Monika Grütters18.06.2012

Frau Grütters, in ihrem Buch „Kulturinfarkt“ stellen die Autoren dem deutschen Kulturbetrieb keinen guten Befund aus: Die derzeitige Förderung würde zu sehr einer Lobby und ihren Institutionen gelten – und zu wenig der Kunst. Haben die Autoren Recht?

Monika Grütters: Grundsätzlich finde ich es gut, dass wieder einmal heftig über die Kulturpolitik und den Sinn und Zweck ihrer Förderung gesprochen wird. Da ist uns jeder Beitrag recht; und wir haben die Möglichkeit, ein paar Grundpositionen klarzustellen.
Zu den Thesen der „Kultur-infarkt“-Autoren: Die Kulturpolitik in Deutschland folgt zwei grundlegenden Prinzipien. Das eine ist die Bewahrung des kulturellen Erbes, vom Denkmalschutz bis hin zu den Museen und den Theatern, den Opernhäusern, den Literaturhäusern usw. Dies ist das, was die Autoren „Institutionenförderung“ nennen.

Der zweite Aspekt ist das Ermöglichen der Avantgarde. Hier haben wir freie Budgets, um Kunst und Kultur an ihrer Basis zu ermöglichen. Künstler und Intellektuelle können experimentieren, Grenzen ausloten, das Bisherige in Frage stellen. Deshalb ist es ein dramatisch falscher Befund zu sagen, die Kulturpolitik bestünde in erster Linie darin, die Institutionen – und das heißt hier: lobbyistische Strukturen – zu manifestieren.
Eine andere streitbare These der „Kulturinfarkt“-Autoren lautet, zu viel Geld für die Kultur würde eher schaden, als dass es nützt.

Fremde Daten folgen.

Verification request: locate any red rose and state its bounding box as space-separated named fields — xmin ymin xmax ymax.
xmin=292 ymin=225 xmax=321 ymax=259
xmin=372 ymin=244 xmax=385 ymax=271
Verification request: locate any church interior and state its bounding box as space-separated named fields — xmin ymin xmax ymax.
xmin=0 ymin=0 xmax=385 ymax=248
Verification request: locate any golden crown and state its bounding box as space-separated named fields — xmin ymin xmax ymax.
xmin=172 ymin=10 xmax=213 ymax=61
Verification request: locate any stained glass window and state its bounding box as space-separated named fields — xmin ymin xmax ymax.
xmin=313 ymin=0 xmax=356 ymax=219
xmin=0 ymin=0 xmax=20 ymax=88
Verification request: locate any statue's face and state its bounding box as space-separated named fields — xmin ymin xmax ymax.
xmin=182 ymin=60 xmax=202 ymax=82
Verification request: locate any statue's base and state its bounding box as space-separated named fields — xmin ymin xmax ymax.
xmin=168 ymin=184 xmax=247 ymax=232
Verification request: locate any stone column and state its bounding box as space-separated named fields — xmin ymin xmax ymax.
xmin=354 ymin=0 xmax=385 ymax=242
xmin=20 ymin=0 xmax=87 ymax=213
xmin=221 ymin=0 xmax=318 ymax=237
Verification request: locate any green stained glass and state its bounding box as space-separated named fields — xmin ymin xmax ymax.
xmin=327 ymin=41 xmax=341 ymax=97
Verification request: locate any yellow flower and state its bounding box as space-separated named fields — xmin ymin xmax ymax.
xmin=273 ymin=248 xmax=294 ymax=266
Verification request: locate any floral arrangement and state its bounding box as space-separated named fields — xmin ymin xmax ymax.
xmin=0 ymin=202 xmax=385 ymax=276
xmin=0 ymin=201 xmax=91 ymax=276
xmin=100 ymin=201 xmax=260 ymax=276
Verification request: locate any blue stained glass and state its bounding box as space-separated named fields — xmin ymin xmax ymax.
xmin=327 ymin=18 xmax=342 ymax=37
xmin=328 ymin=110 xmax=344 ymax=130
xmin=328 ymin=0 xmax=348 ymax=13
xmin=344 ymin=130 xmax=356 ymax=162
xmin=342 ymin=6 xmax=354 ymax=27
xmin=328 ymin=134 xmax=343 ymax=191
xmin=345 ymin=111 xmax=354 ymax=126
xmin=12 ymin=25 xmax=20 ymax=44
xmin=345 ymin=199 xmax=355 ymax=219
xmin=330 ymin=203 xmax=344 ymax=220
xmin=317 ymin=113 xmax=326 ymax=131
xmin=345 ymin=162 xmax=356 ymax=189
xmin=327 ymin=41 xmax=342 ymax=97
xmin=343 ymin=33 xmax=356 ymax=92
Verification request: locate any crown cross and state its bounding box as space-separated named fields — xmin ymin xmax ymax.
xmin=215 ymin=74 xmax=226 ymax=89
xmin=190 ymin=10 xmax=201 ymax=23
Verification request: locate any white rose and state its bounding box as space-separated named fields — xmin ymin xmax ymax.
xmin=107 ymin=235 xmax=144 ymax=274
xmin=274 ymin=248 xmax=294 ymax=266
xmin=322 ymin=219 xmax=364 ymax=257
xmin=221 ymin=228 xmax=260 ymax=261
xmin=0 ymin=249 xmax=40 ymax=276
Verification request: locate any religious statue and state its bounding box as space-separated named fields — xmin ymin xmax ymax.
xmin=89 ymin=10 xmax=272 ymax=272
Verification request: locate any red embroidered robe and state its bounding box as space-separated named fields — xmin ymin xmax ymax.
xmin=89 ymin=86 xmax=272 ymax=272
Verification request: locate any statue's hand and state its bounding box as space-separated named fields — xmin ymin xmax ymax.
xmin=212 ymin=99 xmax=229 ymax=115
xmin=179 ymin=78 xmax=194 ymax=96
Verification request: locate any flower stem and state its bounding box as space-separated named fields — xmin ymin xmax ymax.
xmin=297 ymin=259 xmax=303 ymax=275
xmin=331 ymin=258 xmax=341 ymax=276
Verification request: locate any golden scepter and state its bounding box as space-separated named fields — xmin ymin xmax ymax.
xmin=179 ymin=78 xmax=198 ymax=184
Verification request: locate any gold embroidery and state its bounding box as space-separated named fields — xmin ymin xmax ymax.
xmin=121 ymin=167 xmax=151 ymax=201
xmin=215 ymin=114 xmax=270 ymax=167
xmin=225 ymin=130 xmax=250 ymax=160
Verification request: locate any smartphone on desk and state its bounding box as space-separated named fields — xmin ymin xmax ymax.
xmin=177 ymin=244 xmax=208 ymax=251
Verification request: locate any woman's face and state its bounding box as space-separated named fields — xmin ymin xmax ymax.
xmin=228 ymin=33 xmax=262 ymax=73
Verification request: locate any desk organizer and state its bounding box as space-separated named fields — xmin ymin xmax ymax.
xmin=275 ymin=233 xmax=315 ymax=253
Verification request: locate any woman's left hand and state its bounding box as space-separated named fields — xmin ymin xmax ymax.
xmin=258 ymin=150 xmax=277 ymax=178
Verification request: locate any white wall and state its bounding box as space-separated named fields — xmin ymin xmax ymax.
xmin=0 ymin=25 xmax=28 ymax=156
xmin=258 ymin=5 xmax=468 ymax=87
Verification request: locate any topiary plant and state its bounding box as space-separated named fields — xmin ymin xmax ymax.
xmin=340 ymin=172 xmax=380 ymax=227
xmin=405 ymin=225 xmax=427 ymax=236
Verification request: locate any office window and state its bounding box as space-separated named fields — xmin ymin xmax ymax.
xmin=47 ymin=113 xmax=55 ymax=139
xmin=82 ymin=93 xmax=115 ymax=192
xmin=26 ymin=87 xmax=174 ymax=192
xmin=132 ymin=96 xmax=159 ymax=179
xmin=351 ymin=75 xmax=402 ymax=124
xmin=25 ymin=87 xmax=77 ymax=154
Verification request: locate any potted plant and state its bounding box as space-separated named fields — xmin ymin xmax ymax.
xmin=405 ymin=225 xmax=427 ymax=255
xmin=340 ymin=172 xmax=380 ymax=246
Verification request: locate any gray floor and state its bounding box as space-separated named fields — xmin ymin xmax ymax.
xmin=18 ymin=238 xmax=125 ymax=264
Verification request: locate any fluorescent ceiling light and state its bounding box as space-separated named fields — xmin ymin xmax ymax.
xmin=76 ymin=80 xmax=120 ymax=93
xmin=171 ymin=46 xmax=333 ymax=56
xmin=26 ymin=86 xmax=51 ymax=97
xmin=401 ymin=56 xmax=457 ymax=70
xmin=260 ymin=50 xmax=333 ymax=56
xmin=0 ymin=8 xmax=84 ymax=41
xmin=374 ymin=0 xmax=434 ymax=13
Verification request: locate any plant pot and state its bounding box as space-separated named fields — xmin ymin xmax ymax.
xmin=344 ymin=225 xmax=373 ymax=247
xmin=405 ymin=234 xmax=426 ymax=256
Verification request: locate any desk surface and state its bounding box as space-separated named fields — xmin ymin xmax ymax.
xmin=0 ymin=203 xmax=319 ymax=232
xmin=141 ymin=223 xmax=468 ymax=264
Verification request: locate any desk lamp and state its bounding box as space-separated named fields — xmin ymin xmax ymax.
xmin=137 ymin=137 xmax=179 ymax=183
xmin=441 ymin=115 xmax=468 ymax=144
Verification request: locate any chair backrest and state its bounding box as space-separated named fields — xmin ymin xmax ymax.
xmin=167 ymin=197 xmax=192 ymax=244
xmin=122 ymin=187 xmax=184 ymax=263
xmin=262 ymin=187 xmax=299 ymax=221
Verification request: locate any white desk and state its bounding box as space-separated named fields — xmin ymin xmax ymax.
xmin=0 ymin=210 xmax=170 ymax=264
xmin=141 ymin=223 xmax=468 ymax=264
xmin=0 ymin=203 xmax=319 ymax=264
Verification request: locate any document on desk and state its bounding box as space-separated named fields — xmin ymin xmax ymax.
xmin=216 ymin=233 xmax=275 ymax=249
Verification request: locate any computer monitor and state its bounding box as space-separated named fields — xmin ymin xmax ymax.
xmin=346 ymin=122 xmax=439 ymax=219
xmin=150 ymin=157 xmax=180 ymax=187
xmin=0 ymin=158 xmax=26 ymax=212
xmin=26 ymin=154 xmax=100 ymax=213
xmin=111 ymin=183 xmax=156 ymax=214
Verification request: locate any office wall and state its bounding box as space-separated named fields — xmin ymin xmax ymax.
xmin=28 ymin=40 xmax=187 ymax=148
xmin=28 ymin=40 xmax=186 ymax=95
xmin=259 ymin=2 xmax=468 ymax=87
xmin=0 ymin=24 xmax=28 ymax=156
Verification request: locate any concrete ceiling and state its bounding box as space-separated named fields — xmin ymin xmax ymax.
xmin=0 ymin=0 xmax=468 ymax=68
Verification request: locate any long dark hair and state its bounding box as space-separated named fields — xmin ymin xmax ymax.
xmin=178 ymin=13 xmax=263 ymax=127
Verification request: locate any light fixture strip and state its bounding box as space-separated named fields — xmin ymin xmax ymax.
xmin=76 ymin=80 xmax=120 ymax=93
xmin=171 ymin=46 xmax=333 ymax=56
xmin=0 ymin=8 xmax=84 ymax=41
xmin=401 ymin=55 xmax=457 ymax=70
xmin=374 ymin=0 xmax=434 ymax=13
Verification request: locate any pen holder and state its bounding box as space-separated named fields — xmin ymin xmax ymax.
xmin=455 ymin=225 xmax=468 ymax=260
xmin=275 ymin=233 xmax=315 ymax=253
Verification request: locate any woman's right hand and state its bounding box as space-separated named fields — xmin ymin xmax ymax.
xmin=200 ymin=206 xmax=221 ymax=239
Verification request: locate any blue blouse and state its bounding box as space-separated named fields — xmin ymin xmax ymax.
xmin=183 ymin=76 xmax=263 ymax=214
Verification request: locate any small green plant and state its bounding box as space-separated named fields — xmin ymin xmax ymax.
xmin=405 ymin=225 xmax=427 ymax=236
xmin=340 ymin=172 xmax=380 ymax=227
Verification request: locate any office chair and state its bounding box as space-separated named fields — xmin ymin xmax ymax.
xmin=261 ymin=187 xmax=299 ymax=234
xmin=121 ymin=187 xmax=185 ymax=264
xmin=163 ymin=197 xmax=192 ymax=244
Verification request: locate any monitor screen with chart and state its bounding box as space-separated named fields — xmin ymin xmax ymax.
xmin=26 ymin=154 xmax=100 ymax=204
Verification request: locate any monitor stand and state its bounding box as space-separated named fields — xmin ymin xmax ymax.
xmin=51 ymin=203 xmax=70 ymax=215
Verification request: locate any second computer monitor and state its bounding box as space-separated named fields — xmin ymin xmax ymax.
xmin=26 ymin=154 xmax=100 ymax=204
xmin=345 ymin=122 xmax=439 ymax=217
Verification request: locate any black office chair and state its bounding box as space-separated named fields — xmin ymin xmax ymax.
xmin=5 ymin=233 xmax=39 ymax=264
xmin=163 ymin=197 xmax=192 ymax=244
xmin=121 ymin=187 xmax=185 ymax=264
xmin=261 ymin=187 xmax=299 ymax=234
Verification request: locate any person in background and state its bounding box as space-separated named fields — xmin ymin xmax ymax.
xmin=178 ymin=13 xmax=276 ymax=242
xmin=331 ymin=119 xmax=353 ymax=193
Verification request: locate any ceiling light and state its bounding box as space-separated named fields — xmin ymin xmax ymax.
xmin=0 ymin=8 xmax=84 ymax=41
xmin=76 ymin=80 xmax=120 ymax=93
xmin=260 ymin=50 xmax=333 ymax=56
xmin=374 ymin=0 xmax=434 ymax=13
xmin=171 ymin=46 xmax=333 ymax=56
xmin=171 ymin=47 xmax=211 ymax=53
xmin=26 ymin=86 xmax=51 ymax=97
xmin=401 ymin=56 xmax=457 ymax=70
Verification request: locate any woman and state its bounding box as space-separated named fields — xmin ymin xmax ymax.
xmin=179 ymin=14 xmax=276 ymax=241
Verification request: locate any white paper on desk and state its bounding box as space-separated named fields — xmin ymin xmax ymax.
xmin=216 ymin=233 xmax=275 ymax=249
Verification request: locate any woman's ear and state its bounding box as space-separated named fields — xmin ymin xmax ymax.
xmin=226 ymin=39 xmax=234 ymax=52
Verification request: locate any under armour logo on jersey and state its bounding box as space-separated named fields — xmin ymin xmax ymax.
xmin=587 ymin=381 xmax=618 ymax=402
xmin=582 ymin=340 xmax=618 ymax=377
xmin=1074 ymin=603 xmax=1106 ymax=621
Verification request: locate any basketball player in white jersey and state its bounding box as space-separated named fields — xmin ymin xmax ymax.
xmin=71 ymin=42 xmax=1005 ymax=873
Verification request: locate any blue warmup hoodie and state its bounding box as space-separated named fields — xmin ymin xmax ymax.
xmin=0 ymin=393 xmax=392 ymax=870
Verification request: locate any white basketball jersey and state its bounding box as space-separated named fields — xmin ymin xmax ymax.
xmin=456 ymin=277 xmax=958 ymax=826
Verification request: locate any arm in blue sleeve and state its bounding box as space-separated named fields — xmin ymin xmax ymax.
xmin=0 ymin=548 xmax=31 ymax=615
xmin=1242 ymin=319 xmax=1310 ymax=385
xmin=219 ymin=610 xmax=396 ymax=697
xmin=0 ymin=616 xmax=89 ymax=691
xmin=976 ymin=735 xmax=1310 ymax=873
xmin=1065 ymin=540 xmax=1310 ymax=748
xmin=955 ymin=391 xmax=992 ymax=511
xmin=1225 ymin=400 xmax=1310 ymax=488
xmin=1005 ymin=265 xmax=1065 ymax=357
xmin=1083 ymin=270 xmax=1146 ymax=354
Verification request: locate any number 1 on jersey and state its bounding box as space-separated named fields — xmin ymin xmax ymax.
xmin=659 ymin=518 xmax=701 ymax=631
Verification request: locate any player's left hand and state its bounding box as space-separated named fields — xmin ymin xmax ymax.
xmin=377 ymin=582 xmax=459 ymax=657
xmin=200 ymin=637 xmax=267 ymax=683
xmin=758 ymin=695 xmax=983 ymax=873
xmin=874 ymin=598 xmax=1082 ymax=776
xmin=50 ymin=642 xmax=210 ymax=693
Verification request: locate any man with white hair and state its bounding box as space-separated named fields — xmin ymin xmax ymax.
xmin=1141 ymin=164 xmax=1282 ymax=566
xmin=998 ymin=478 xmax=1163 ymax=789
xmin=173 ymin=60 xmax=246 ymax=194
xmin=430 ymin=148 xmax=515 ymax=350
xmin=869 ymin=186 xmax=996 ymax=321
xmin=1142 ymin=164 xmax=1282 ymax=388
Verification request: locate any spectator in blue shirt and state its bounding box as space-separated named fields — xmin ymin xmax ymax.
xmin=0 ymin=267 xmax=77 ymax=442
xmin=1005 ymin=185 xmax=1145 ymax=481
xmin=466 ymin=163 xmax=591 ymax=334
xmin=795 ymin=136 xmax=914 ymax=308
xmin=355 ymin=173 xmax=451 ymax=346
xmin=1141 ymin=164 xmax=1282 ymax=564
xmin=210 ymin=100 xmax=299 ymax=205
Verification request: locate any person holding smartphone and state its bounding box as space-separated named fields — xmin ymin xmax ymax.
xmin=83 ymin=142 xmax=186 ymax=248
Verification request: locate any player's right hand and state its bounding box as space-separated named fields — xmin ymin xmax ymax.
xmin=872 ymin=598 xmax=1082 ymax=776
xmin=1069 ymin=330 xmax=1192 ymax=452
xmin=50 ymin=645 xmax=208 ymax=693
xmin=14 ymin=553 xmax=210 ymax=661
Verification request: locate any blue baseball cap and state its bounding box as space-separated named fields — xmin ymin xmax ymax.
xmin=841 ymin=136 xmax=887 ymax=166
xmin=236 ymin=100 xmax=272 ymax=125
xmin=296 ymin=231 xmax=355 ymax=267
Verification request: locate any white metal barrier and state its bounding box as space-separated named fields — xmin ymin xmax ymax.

Der Begriff „zu viel“ ist willkürlich. Offensichtlich ist den vier Autoren entgangen oder nicht bewusst, dass wir lediglich 1,6 Prozent aller öffentlichen Steuermittel in die Kultur stecken. Das sind 9,3 Mrd. Euro im Jahr, gemeinsam getragen von den Kommunen mit 44 Prozent, den Ländern mit 43 Prozent und dem Bund mit 13 Prozent. Mit diesen 9,3 Mrd. Euro sind wir das Land mit der höchsten Theater-Dichte der ganzen Welt. Jedes zweite Orchester der Welt spielt auf deutschem Boden; wir sind das Land mit der höchsten Anzahl an Festivals, Literaturhäusern, Tanzveranstaltungen und Bühnen, darunter allein 88 Opernhäuser.
Zum Nutzen gehört auch, dass die Kreativwirtschaft – bestehend aus der öffentlich geförderten Kultur, aber auch den Galerien, Verlagen und sonstigen Medien- und Design-Unternehmen – die zweitgrößte Branche in Deutschland ist nach der Automobilindustrie, vor der Finanzwirtschaft, mit 132 Mrd. Euro Umsatz. Im Vergleich dazu fallen die 9,3 Mrd. Euro konsumtiver Ausgaben kaum ins Gewicht.

Allerdings kommen nach Meinung der Kritiker für das Geld, das in die Kultur hineinfließt, zu wenig intellektuelle Anstöße zurück.

Ich kann für mich, die ja in diesen Milieus täglich unterwegs ist, den Befund nicht teilen. Natürlich ist Kultur heute nicht immer so aufregend wie etwa in den sechziger Jahren. Und vielleicht leistet die derzeitige junge bildende Kunstszene nicht das, was wir von den Generationen vergangener Jahrzehnte gewöhnt sind. Andererseits bin ich als Politikerin die Letzte, die auch nur im Ansatz den Versuch unternehmen wollte, Künstlern Empfehlungen zu geben. Die Freiheit der Kunst ist das oberste Prinzip.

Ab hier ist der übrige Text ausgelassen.